Gariner Beasley, 48, has since been fired again, officials said.

It was not immediately clear exactly when he started working at the Edward R. Roybal Comprehensive Health Center or when he was terminated.

"I have a three-person team over there investigating," William T Fujioka, Los Angeles county's chief executive, said today.

"I have to get all the facts together before I start talking about this."

Beasley, county officials said, was working at the clinic as an X-Ray technologist, a position he had held at both County-USC Medical Center and Martin Luther King Jr.-Harbor Hospital.

County health officials quietly notified members of the Los Angeles County Board of Supervisors late Tuesday and early today that Beasley's employment history was incomplete.
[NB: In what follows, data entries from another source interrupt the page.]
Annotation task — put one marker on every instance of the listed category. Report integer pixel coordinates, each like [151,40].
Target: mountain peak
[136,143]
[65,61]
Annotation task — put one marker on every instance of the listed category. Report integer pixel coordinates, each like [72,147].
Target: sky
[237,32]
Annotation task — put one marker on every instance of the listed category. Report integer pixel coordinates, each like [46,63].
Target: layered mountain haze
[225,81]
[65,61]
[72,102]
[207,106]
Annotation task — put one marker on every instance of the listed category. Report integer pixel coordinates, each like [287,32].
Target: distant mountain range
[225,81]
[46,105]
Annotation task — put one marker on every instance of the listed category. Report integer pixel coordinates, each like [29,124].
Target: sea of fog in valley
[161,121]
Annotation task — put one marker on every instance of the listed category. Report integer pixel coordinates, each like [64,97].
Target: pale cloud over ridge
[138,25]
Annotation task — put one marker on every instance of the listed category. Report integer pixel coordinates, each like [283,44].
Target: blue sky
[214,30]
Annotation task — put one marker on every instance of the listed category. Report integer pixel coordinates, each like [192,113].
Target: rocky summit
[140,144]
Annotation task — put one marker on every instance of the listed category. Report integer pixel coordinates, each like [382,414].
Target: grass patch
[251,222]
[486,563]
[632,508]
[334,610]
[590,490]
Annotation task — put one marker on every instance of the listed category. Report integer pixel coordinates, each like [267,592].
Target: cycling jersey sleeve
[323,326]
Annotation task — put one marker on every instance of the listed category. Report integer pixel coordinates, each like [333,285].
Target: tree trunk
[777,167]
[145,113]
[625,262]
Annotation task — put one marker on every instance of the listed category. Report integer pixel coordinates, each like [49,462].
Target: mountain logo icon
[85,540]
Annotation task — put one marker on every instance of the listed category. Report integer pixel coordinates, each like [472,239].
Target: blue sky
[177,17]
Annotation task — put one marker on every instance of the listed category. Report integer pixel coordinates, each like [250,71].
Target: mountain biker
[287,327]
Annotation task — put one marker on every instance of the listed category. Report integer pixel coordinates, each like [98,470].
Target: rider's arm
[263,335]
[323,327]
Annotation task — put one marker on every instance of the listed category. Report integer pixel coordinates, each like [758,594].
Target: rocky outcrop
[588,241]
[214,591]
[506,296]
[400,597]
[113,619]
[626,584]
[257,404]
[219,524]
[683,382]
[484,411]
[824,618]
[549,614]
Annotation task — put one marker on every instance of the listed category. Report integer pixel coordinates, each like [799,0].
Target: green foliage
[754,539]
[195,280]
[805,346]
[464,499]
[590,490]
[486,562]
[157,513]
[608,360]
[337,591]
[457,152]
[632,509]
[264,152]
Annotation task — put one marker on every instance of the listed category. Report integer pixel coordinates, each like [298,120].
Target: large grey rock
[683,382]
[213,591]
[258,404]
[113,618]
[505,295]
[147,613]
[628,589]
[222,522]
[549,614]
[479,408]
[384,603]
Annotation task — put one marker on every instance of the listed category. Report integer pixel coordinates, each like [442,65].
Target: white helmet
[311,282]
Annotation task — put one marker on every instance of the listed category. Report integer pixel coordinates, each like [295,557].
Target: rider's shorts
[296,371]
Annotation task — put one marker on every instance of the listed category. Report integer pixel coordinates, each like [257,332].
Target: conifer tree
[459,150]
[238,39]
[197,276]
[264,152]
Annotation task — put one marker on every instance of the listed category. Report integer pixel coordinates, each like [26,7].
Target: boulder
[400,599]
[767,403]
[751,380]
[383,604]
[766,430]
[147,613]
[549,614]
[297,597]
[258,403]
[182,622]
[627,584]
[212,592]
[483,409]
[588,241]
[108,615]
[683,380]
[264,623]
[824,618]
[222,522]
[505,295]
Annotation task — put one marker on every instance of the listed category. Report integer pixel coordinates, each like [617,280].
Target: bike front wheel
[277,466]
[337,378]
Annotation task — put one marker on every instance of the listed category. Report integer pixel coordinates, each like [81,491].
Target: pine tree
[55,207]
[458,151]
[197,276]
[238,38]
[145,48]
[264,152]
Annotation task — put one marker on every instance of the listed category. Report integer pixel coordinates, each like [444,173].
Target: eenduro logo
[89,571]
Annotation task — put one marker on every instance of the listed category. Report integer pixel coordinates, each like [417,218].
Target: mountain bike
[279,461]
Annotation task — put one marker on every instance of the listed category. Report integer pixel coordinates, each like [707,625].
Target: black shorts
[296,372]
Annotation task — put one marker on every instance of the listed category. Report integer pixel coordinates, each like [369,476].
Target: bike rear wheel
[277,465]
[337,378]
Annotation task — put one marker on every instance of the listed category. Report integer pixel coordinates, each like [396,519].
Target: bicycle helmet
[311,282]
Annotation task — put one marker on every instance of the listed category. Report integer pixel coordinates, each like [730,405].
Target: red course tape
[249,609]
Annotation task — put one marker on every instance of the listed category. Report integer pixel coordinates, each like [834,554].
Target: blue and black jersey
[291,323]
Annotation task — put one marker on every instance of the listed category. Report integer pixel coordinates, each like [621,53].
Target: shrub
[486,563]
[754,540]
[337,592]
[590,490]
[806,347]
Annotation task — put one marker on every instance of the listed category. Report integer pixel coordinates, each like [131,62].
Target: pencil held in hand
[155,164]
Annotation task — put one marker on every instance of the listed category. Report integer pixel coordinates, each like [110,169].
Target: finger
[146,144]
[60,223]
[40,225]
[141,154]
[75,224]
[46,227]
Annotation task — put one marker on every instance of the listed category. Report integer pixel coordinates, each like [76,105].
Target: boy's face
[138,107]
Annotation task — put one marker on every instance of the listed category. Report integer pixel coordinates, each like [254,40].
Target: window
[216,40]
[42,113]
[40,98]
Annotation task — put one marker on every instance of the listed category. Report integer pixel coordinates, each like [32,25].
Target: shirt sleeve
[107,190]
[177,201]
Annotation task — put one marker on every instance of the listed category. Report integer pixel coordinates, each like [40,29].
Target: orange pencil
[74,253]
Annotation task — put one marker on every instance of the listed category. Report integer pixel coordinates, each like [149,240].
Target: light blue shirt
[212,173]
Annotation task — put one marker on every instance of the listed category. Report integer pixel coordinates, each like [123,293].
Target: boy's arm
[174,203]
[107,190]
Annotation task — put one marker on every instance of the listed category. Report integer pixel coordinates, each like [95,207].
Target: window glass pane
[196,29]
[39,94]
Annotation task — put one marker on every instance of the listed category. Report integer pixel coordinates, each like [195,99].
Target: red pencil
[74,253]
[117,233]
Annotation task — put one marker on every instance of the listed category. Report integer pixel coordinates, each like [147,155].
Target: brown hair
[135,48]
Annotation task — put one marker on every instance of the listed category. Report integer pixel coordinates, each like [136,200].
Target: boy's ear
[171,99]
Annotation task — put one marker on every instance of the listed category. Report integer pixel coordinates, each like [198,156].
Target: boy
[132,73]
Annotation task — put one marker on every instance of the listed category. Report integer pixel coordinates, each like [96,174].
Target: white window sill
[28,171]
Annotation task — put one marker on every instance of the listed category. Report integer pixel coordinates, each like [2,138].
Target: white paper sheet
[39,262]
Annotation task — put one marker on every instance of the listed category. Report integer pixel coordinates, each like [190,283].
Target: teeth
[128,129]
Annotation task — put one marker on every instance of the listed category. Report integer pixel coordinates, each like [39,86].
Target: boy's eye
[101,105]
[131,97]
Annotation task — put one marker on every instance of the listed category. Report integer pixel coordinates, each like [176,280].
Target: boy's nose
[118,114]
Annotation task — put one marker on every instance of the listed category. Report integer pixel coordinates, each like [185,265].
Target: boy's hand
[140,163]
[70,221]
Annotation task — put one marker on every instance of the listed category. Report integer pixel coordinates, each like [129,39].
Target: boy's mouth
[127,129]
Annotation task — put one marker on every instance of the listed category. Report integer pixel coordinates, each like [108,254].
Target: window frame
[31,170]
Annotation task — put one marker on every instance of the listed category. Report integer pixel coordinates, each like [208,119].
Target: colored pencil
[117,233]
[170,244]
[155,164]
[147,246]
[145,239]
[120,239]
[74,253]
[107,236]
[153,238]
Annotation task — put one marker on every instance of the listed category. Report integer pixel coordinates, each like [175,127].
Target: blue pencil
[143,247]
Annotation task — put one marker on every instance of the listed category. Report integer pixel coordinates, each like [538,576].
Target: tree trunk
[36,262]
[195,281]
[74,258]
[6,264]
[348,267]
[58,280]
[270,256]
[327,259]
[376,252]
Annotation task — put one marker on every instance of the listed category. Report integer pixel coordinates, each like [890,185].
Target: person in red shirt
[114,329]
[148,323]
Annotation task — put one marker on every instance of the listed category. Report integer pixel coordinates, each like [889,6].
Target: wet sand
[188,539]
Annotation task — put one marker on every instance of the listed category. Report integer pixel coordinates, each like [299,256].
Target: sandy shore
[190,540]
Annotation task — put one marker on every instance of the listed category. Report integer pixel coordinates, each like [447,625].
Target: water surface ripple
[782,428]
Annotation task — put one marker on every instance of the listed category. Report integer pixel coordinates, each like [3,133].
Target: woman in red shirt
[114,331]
"The supervisor is very, very concerned, said Tony Bell, spokesman for Supervisor Mike Antonovich. "We are trying to get a full accounting so that we can hold those responsible to account."

The fact that Beasley, who apparently came back into the county health system through an outside contractor, was back on the payroll raises numerous troubling questions.

In the letter terminating him, Christopher Arevalo, King-Harbor Hospital's interim chief executive, said Beasley's very employment "may very well potentially expose the county to liability and unnecessary scrutiny . . . and could jeopardize our health facilities' licensing/accreditation."

Beasley had disclosed his convictions a decade ago when he was first hired by County-USC Medical Center managers.

His criminal history had later been reviewed by other county managers when he was promoted and later transferred to what was then known as Martin Luther King Jr.-Drew Medical Center.

In Beasley's termination letter, Arevalo said that county officials had repeatedly erred in overlooking Beasley's criminal history.

In addition to issues with his criminal history, the letter noted that Beasley had worked for several days in July 2008 despite having let his license as a radiological technologist expire.

Beasley was convicted of raping two women while on duty and in uniform as an LAPD officer in the early 1990s.

His actions cost the city of Los Angeles $300,000 in civil settlements for his victims.

Marvin Mathis, the attorney representing Beasley, could not immediately be reached for comment regarding the latest disclosure.

In an earlier interview, however, he said Beasley should be reinstated by the county because of his positive work evaluations.

"It's just a tragedy. He was a go-to person for the department. They knew about his history.

Every time he was promoted or transferred, he filled out an application and disclosed it. There was a discussion each time," Mathis told The Times.